Thwarted by the legislature in their goal to establish Proposition B, the contentious and one-sided "Puppy Mill" law, the proponents of voter initiatives are promoting the "Your Vote Counts" petition.
This is intended to increase the difficulty of overturning or modifying these initiatives by the Missouri General Assembly.
Their notion demands a three-quarters vote of the legislature to set aside or amend ballot initiatives, which serves only to worsen a bad situation.
In reading the document guiding the policies of this grassroots organization, one finds an erroneous concept in its second paragraph.
To wit: "Elected officials should respect the will of the people: Subverting the judgment of voters is not right, and it is anti-democratic. Our system is built on majority rule, and it is wrong of lawmakers to usurp the power of the people and ignore their expressed will."
While the will of the people deserves respect, contrary to a popular belief, our system is not built on majority rule. In fact, the opposite is true.
The nation's founders held a deep antipathy for democracy and majority rule. In Federalist Paper No. 10, James Madison wrote, "Measures are too often decided, not according to the rules of justice and the rights of the minor party, but by the superior force of an interested and overbearing majority."
Consequently, pure democracy and majority rule went out with the demise of the Greek city-states.
Apt descriptions of the fallacy of imposing rule by majority are found in a quote by publisher Larry Flynt: "Majority rule only works if you are considering individual rights. Because you can't have five wolves and one sheep voting on what to have for supper."
Our system is a constitutional republic, a representative form of government in which a legislature is elected by the very people who delegate the authority for decision making.
The will of the people is tempered in the General Assembly by honest debate, judgment and reality. The unintended consequences of good intentions in voter initiatives may include laws that are unenforceable, do not include provisions for funding, ignore minority rights or are just plain unwise.
Recent legislation that the "Your Vote Counts" supporters consider "hijacked" for amendment by the General Assembly include voter-passed campaign finance, state minimum wage, clean energy and the aforementioned "Puppy Mill" laws.
The most animosity and vitriol has been directed at the legislation repealing the voter approved Puppy Mill Cruelty Prevention Act, replacing it with new standards that protect dogs without putting responsible breeders out of business.
Ironically, this legislation provides by far the most logical and coherent rationale for the General Assembly to act to repudiate a voter-led ballot initiative.
To be sure, individual voters may have been motivated by the best of intentions, but the same cannot be said of those responsible for placing it on the ballot.
For example, the initiative was orchestrated largely by the Humane Society of the United States, a Washington, D.C., animal rights organization. Ninety percent of the $1.7 million dollars of "puppy mill" contributions were generated out of state.
Moreover, the deluge of questionable TV ads portraying dogs in conditions of illness, starvation and mistreatment was a major influence on voters, particularly urban residents.
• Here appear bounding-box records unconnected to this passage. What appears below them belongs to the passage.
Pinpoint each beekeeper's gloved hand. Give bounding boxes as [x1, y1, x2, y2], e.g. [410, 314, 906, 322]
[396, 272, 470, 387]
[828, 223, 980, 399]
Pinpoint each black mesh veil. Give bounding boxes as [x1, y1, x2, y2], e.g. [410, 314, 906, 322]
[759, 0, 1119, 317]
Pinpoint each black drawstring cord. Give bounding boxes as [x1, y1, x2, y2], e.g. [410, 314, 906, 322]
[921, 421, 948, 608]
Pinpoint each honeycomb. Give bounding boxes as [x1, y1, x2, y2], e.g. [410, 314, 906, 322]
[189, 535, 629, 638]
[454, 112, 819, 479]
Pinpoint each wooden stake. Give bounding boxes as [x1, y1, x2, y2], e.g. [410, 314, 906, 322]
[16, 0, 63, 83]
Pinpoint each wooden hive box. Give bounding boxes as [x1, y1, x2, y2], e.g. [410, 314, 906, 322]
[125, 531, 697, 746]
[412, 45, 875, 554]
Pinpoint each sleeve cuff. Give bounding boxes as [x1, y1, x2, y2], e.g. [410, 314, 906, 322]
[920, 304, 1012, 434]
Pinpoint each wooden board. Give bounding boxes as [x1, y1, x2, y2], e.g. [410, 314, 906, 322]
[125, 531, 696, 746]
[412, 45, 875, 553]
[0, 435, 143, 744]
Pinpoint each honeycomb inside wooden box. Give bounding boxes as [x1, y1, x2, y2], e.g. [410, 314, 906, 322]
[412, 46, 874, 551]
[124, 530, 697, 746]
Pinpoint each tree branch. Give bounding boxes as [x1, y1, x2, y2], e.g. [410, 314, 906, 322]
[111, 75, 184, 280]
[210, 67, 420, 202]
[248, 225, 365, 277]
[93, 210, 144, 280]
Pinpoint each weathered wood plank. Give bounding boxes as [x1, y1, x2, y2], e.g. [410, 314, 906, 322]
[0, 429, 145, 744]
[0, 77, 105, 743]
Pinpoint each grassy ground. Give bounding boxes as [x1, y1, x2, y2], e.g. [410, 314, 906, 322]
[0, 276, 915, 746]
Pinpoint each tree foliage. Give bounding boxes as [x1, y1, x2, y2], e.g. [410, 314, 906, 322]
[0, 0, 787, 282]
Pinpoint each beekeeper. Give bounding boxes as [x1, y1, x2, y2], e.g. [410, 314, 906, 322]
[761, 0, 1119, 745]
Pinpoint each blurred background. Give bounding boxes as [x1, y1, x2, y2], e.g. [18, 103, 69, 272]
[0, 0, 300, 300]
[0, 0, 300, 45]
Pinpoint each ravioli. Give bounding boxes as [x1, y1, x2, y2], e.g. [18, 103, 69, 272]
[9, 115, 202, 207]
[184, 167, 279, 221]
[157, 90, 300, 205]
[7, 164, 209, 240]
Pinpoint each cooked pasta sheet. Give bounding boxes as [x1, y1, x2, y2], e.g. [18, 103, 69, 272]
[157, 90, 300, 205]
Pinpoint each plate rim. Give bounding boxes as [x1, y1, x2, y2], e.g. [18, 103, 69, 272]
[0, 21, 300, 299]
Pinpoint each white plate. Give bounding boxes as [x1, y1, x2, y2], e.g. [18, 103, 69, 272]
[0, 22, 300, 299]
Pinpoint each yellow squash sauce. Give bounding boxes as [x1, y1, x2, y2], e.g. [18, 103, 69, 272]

As a result, of the 997,870 yes votes, 582,248 were concentrated in six urban enclaves, where many voters perhaps could not distinguish a puppy mill from a grist mill.
The initiative process is not suited for compromise. A proposal placed on the ballot may be as one-sided as its supporters believe they can con the electorate.
As a matter of information, only 24 of the 50 states and the District of Columbia allow for ballot initiatives. It is not a constitutionally guaranteed right but rather one reserved to the states.
It can be a useful tool for the people to propose amendments and statutes, but the initiative process is not one for protecting the liberties of the minority. Accordingly, the Founding Fathers structured the U.S. Constitution to guarantee each state a republican form of government.
While the initiative process does serve the purpose of checks and balances against the legislature, it does not serve the people well to deny the duly elected legislature the power to review and amend or repeal legislation that is not in the best interests of the public.
Voter initiatives provide too great an advantage to moneyed interests while also enabling the passage of laws by low voter turnout.
We are best served by adhering to the republican point of view to ensure the minority is not steamrolled by the majority.
I recommend not signing the "Your Vote Counts" petition. The group’s demand that a three-quarter majority in both houses be required to overturn or modify voter-initiated laws is beyond acceptable, as is the two-thirds proposal recommended by at least two legislators.